NOTE: NFS offers multiple ways to use Kerberos:

• sec=krb5 is the most basic Option uses Kerberos for Authentication only.
• sec=krb5i uses Kerberos for Authentication and verifies Data Integrity.
• sec=krb5p uses Kerberos for Authentication, verifies Data Integrity and encrypts traffic.

If you want to use your NFS Shares in a Network with many different Users then krb5p is highly recommended.

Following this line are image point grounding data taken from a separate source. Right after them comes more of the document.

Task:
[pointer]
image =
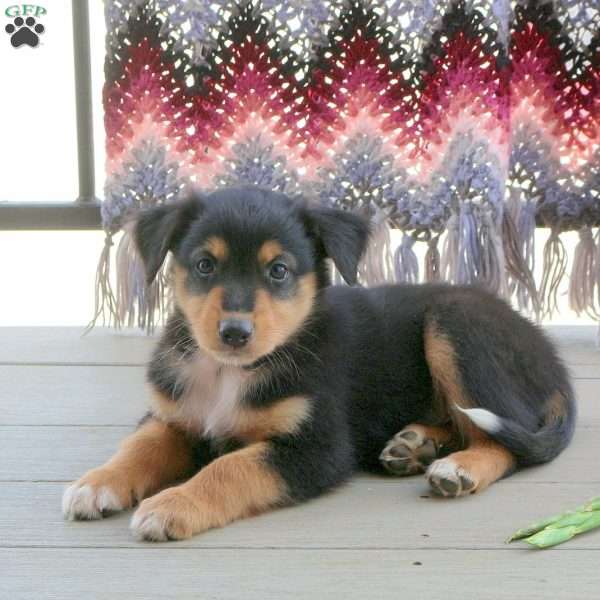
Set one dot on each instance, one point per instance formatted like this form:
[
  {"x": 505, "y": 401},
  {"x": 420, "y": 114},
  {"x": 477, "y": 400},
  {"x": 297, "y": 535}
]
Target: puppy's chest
[{"x": 211, "y": 405}]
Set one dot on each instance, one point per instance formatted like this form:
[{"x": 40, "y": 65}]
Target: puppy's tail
[{"x": 530, "y": 447}]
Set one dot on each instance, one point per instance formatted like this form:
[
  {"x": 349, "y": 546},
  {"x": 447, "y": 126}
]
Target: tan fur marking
[
  {"x": 485, "y": 461},
  {"x": 277, "y": 320},
  {"x": 155, "y": 455},
  {"x": 274, "y": 320},
  {"x": 234, "y": 486},
  {"x": 217, "y": 246},
  {"x": 447, "y": 382},
  {"x": 202, "y": 311},
  {"x": 268, "y": 251}
]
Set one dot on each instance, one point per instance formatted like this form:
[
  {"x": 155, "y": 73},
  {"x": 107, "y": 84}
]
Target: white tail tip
[{"x": 484, "y": 419}]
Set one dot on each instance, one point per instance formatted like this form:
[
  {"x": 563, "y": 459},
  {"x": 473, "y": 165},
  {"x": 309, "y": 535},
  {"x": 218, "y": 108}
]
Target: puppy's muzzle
[{"x": 235, "y": 332}]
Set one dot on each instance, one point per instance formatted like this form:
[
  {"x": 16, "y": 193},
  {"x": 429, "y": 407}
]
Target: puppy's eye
[
  {"x": 278, "y": 272},
  {"x": 205, "y": 266}
]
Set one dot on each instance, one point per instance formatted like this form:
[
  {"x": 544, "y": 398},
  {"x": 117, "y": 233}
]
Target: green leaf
[{"x": 552, "y": 537}]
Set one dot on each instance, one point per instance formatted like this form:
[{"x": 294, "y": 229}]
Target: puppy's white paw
[
  {"x": 449, "y": 479},
  {"x": 149, "y": 527},
  {"x": 84, "y": 502}
]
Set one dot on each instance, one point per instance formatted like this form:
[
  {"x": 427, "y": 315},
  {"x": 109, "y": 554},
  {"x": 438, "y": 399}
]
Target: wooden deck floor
[{"x": 65, "y": 403}]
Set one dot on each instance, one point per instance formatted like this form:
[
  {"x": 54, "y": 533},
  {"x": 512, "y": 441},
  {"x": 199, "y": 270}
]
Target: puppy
[{"x": 270, "y": 387}]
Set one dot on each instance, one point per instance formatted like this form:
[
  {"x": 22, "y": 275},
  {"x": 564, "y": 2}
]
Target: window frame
[{"x": 84, "y": 211}]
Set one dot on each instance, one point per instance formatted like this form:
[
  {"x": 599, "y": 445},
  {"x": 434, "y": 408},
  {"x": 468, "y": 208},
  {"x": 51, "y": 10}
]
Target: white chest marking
[{"x": 211, "y": 404}]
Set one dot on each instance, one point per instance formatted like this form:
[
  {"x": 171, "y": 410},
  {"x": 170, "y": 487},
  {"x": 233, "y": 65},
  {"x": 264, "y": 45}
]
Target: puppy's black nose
[{"x": 235, "y": 332}]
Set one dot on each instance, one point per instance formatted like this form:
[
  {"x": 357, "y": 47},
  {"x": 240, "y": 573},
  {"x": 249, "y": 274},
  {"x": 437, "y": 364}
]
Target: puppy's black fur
[{"x": 359, "y": 355}]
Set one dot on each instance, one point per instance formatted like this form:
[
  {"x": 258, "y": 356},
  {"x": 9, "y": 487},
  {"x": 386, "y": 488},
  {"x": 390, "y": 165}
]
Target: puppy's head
[{"x": 248, "y": 264}]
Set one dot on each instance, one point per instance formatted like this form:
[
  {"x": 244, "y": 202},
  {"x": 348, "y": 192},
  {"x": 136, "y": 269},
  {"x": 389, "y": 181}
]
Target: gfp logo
[{"x": 24, "y": 29}]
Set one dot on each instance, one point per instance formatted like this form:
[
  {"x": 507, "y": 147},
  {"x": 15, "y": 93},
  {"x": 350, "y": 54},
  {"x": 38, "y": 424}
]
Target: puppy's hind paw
[
  {"x": 448, "y": 479},
  {"x": 408, "y": 452}
]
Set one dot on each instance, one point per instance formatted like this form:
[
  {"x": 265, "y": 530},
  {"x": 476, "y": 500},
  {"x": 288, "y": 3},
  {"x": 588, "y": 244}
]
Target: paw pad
[
  {"x": 408, "y": 453},
  {"x": 24, "y": 31}
]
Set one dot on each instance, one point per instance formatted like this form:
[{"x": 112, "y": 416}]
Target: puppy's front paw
[
  {"x": 98, "y": 493},
  {"x": 170, "y": 515}
]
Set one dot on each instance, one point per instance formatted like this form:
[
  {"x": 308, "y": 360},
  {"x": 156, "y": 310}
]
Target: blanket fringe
[
  {"x": 406, "y": 262},
  {"x": 553, "y": 272},
  {"x": 377, "y": 265},
  {"x": 432, "y": 260},
  {"x": 584, "y": 282},
  {"x": 518, "y": 254},
  {"x": 105, "y": 303}
]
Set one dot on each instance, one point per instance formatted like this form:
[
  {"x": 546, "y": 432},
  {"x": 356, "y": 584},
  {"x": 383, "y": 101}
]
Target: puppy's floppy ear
[
  {"x": 159, "y": 229},
  {"x": 343, "y": 235}
]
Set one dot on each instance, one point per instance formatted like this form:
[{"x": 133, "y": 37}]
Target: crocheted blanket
[{"x": 468, "y": 122}]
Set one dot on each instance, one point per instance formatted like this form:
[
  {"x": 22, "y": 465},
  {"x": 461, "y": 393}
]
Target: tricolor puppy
[{"x": 270, "y": 387}]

Don’t forget to run # exportfs -arv to reload your exports!

1.4: NFS idmapd.conf

Under [General] change Domain to your Kerberos Realm and make sure that [Translation] is using the nsswitch method.
Save the changes and restart the rpc.idmapd Daemon. Verify that your Domain is set correctly by running:

# nfsidmap -d

That should print your Kerberos Realm’s Domain Name.

2: Client-Side

Make sure rpc.statd is always running.
IMPORTANT: Start rpc.gssd with the GSS_USE_PROXY Environment Variable set to 1 and make sure it is also always running!
Example:

# env GSS_USE_PROXY=1 rpc.gssd -f

If you have a Service File for rpc.gssd on your System, make sure it sets that Environment Variable! Edit the Service File if you must!
If for some reason rpc.gssd crashes and complains about some rpc_pipefs being empty then you need to mount that pseudo-Filesystem manually:

# mount sunrpc /var/lib/nfs/rpc_pipefs -t rpc_pipefs -o nodev

If rpc_pipefs doesn’t exist then you need to load the sunrpc Kernel Module first:

# modprobe sunrpc

At this point you should be able to mount your NFS Shares on the Client:

# mount my-nfs-server.lan:/export/movies /mnt

You may need to be a bit more specific though:

# mount -t nfs -o sec=krb5p,vers=4.2 my-nfs-server.lan:/export/movies /mnt

If no errors occurred, confirm that the Shares are mounted correctly:

$ mount
...
my-nfs-server.lan:/export/movies on /mnt type nfs4 (rw,relatime,vers=4.2,sec=krb5p,etc.)
...

If everything looks good, you need to grab a Ticket for your User via your personal Principal:

$ kinit
Password for user@KERBEROSREALM.ORG: 

Now your User should be able to see and access the mounted NFS Shares:

$ touch /mnt/test
$ ls -l /mnt/test
-rw-r--r-- 1 user user 0 Jan 23 07:33 /mnt/test
$ klist
Ticket cache: FILE:/tmp/krb5cc_1000
Default principal: user@KERBEROSREALM.ORG

Valid starting     Expires            Service principal
01/23/25 03:28:00  01/23/25 13:28:00  krbtgt/KERBEROSREALM.ORG@KERBEROSREALM.ORG
01/23/25 03:28:00  01/23/25 13:28:00  nfs/my-nfs-server.lan@KERBEROSREALM.ORG

NOTE: Once your Ticket is expired your User will no longer be able to access the Shares until a new Ticket is acquired.